第11話 祈りの言葉

 ミリィアは、最後の一匹となったツゥオルに剣を振るう。その刃が体を切り裂くとツゥオルは悲鳴を上げて倒れた。


 まるで嵐がおさまったかのように、辺りは静かになった。気がつくと無数のツゥオルたちの死骸が転がっている。


 さすがの『いかづちの魔女』ミリィアも息を切らしていた。しかし、体には傷はほとんどなく無傷であった。


 オルゥサも懸命に戦ったが、ツゥオルの群れを倒したのは、ほぼ彼女一人の力だった。


「大したものだな…… これだけのツゥオルの群れを」


「あんたが背中を守ってくれたからさ。オルゥサ」


 戦いに勝ってもミリィアは、嬉しそうな顔を見せない。その表情は、むしろ悲しげだった。


 ミリィアは、剣を地面に突き刺した。


「……勇敢なるツゥオルの魂よ。エルランの神々に導かれ、安らかな眠りにつかんことを」


 それは、祈りの言葉だった。


 ツゥオルは、エルランの神々がその姿を借りているとも言われる神聖な生き物だ。


 シキの民は『神追かみおいの儀』として、ツゥオルたちを狩ることもあるが。ツゥオルには必ず敬意を持っているのだろう。


 祈りの言葉が終わると、ミリィアは振り返った。


「このツゥオルたちを見ていたら、シキの民の戦士たちを思い出したよ。彼らは勇敢で死を恐れず。最後の一兵となっても敵に向かっていった…… まあ、みんな死んじまったけどね」


 ミリィアは、悲し気な顔でうつむいた。だが、すぐに顔を上げると明るい表情で言った。


「さて、一休みしたら先を急ごうか…… 夜になって、また襲われたらたまらない」


「そうだな……」


 オルゥサは、静かに頷いた。


 二人は、少し休憩すると再び山道を歩きだした。



 ☆  ☆  ☆



 それから、六日後。


 ついに、オルゥサたちはシキの民の住んでいた場所の目前までたどり着いたのである。


 ミリィアは、疲れを忘れて足どりが軽くなったように駆け出す。目を輝かせて、はしゃぐ姿はまるで子供のようだった。


 そして、たどり着いた場所は、かつてシキの民が暮らしていた村だった。


 そこは荒れ果てていた。崩れかけた建物に、人の気配はどこにもない。無人の廃墟が並んでいる。


 しかし、ミリィアはその無人の廃墟を懐かしむように歩いた。両手を広げて目を閉じる。


「ようやく帰って来たんだね…… 私の故郷……」


 ミリィアの声は震えていた。彼女は、オルゥサの方を振り返る。


「ありがとう…… オルゥサ」


 そう言う彼女の目からは、涙がこぼれていた。オルゥサの胸にも熱いものがこみ上げてきた。

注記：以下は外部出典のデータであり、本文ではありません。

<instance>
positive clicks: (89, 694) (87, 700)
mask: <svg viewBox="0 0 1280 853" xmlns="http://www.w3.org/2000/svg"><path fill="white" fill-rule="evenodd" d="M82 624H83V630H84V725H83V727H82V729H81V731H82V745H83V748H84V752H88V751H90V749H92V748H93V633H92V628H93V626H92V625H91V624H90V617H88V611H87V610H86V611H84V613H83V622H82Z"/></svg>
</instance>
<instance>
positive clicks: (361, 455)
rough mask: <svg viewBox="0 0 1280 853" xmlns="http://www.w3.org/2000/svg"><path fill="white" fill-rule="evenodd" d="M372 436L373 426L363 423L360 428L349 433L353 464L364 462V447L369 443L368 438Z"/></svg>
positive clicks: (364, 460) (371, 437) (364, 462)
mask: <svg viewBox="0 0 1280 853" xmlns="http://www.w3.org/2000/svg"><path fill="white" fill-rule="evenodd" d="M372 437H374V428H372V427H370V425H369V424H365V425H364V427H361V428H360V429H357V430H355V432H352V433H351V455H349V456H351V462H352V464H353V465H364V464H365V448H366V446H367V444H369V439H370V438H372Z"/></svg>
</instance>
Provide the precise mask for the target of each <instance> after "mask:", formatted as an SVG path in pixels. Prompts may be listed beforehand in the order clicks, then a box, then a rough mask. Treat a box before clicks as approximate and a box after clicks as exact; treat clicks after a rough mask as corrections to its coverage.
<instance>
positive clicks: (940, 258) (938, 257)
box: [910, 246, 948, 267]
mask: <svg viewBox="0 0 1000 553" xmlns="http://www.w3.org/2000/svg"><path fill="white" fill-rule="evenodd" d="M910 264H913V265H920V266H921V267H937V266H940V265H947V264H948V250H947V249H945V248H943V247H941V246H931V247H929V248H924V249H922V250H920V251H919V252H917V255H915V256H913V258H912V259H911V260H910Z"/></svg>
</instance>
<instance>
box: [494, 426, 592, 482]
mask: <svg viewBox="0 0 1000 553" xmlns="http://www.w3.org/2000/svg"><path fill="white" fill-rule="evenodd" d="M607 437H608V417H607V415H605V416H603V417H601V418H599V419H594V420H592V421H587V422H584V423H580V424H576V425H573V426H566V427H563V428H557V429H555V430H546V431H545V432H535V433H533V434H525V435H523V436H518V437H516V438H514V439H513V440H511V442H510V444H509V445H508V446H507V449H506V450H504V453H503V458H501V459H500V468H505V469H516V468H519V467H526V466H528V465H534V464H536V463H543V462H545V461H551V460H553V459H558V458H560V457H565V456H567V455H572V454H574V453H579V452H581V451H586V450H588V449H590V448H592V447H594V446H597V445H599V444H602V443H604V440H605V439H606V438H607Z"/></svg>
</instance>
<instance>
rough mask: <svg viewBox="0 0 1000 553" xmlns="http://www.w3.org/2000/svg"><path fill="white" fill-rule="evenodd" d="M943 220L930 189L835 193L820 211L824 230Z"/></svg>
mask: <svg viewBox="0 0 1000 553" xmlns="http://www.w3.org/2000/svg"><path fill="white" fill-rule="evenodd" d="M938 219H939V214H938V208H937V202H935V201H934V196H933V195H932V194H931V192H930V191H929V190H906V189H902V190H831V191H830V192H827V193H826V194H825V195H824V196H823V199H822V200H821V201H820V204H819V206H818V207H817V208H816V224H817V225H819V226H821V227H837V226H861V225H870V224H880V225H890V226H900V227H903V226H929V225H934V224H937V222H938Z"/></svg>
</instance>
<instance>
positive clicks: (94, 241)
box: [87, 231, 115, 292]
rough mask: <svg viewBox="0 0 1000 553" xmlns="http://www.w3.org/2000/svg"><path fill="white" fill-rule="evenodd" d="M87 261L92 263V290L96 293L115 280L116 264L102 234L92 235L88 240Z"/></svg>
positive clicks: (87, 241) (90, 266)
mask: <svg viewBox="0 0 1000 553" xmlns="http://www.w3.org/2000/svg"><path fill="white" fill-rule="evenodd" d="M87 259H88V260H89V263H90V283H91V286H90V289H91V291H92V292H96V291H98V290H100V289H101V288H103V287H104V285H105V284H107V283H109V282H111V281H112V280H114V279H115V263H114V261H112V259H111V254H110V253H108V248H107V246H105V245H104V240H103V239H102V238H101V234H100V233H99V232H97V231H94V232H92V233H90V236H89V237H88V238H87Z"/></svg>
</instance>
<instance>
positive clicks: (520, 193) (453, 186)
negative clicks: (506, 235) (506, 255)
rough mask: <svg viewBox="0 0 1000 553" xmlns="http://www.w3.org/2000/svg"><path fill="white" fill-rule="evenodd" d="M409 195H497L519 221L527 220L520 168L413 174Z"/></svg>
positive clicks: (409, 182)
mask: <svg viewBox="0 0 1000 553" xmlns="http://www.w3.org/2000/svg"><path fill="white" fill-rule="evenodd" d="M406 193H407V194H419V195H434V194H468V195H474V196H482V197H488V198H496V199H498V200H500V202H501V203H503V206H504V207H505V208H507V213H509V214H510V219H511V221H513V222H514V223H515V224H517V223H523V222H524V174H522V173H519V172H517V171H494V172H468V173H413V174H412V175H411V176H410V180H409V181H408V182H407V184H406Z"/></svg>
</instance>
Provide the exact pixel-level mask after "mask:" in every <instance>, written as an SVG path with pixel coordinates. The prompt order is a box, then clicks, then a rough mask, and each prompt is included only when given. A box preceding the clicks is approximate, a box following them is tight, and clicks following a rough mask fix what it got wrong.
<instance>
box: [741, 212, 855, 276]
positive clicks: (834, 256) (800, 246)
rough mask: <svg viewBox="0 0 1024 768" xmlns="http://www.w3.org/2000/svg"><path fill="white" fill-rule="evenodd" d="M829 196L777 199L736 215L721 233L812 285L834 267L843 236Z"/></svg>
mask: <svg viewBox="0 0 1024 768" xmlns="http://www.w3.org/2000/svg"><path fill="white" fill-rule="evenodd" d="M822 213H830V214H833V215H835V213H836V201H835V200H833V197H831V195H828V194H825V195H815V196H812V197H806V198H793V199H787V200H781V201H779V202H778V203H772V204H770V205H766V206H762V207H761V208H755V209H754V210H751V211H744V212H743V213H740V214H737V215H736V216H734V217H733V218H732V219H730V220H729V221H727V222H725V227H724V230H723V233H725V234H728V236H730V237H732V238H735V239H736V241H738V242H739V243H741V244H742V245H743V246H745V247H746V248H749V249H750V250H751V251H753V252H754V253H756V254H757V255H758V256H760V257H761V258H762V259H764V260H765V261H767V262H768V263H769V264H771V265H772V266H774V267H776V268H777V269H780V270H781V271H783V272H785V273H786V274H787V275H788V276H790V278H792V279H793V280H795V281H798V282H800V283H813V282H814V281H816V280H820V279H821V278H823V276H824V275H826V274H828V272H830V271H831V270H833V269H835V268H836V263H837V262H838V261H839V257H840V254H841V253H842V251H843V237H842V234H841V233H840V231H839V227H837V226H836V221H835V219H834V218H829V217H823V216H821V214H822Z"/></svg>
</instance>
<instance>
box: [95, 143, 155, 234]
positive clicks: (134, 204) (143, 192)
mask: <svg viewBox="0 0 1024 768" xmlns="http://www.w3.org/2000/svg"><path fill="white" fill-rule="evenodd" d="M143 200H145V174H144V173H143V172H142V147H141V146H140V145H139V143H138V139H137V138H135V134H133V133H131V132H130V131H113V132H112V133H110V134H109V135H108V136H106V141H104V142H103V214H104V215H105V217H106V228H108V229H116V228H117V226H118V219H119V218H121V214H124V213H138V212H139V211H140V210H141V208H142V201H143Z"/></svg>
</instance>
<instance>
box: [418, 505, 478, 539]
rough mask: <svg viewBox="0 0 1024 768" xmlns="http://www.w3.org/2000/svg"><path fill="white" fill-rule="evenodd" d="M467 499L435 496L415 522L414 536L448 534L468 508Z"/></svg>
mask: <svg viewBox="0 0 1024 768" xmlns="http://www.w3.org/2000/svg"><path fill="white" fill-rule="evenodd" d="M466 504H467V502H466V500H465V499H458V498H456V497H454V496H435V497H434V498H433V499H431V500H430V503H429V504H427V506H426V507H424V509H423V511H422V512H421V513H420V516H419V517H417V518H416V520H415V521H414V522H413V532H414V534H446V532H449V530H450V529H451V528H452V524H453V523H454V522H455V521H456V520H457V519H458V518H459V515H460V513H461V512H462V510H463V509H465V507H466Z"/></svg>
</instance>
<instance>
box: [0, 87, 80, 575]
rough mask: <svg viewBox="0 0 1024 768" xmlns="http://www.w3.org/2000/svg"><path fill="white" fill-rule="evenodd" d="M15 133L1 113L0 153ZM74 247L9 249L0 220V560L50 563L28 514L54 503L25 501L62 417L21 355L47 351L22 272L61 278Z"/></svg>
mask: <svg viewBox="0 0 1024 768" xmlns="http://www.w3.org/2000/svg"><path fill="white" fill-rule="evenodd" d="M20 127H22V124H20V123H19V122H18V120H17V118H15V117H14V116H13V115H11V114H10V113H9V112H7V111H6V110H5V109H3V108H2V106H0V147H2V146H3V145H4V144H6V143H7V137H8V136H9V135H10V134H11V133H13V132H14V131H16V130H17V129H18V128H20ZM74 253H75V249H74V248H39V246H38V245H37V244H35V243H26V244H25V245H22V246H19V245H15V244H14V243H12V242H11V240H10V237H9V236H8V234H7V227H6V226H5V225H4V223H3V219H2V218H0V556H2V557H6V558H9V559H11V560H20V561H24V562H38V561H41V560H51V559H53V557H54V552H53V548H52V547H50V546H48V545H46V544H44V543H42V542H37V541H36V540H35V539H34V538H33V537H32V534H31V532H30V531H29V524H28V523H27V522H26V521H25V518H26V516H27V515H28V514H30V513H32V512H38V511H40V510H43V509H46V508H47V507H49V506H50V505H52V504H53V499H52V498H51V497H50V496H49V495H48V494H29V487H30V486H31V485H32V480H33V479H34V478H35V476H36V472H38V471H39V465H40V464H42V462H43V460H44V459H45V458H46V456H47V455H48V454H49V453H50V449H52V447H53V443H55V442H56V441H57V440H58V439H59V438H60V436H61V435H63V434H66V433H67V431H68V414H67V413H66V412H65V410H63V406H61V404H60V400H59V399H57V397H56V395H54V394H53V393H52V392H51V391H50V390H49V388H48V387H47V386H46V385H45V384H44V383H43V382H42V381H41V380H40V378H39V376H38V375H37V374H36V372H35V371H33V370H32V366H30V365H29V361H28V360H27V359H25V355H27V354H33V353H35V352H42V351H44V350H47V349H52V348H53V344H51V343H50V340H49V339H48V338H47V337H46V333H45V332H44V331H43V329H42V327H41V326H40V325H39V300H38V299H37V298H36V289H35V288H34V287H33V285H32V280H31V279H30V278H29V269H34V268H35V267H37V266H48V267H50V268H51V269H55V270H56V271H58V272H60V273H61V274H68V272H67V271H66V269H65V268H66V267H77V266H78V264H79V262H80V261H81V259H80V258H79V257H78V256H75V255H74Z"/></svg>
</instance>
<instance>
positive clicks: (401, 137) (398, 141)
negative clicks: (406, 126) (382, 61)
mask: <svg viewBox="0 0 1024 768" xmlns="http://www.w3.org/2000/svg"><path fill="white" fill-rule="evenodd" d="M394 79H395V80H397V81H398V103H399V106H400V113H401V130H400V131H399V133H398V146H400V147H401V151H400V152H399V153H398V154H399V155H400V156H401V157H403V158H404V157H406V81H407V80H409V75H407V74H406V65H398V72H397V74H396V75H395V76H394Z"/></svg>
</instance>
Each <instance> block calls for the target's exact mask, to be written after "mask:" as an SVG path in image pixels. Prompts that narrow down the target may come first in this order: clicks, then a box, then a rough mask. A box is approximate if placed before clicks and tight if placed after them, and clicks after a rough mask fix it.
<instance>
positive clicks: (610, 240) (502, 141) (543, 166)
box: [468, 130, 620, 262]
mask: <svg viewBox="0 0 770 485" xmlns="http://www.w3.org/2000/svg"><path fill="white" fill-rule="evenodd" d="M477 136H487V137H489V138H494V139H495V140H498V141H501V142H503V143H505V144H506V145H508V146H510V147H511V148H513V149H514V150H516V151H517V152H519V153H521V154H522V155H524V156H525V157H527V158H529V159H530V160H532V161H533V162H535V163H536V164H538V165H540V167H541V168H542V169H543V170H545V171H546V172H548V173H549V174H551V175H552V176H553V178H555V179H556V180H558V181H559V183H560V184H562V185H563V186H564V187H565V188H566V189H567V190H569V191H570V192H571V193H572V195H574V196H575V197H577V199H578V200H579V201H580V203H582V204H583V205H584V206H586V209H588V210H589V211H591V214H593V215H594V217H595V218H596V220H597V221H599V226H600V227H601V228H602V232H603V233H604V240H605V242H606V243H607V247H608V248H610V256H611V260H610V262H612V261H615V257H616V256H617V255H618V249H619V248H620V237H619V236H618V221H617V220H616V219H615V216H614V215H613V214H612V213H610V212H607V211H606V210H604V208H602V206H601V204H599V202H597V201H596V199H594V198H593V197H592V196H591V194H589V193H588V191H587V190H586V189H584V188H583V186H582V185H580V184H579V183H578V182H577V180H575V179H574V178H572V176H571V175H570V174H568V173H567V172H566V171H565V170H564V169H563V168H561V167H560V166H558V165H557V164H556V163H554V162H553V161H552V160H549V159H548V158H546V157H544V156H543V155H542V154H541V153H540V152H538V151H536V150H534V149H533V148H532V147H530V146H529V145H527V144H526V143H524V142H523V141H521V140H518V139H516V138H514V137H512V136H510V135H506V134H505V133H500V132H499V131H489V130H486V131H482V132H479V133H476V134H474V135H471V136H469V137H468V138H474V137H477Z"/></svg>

 ミリィアは、背中に担いでいた剣を取り出す。そして、それをオルゥサに渡した。


「さあ、約束どおり私を殺しておくれ…… 私は、もう満足さ。最後にこの景色が見られて。もう何も思い残すことはないよ……」


「いいのか? まだ着いたばかりだ。ゆっくり見てもいいんだぞ」


「もう充分だよ。私の気が変わらない内に頼むよ」


 ミリィアは、そう言うとひざまずいて目を閉じた。自分を斬ってくれと言わんばかりの体勢だ。


 オルゥサの心には躊躇ためらいがあった。


 確かに、故郷まで連れて行ったら殺す約束だが。ここまで旅を共にしてきた相手を殺すことに躊躇ためらいを感じたのだった。


 その時だった……


 遠くから馬のひづめの音が聴こえる。オルゥサが振り向くと騎兵が迫ってくるのが見えた。その数は約十騎。馬にまたがった兵士は槍をかまえている。


 騎兵たちはオルゥサとミリィアを取り囲んだ。オルゥサは、剣をかまえて叫ぶ。


「何者だッ! お前たちはッ!?」


 すると一人の騎兵が前に出て来た。その男は、顔に包帯を巻いている。ミリィアの方を見て口元に笑みを浮かべていた。


「ようやく見つけたぞ! 『いかづちの魔女』よ!」


 男は、ミリィアのことを知っている。ならば、新たな追っ手の者か。オルゥサは、男の前に立ちふさがった。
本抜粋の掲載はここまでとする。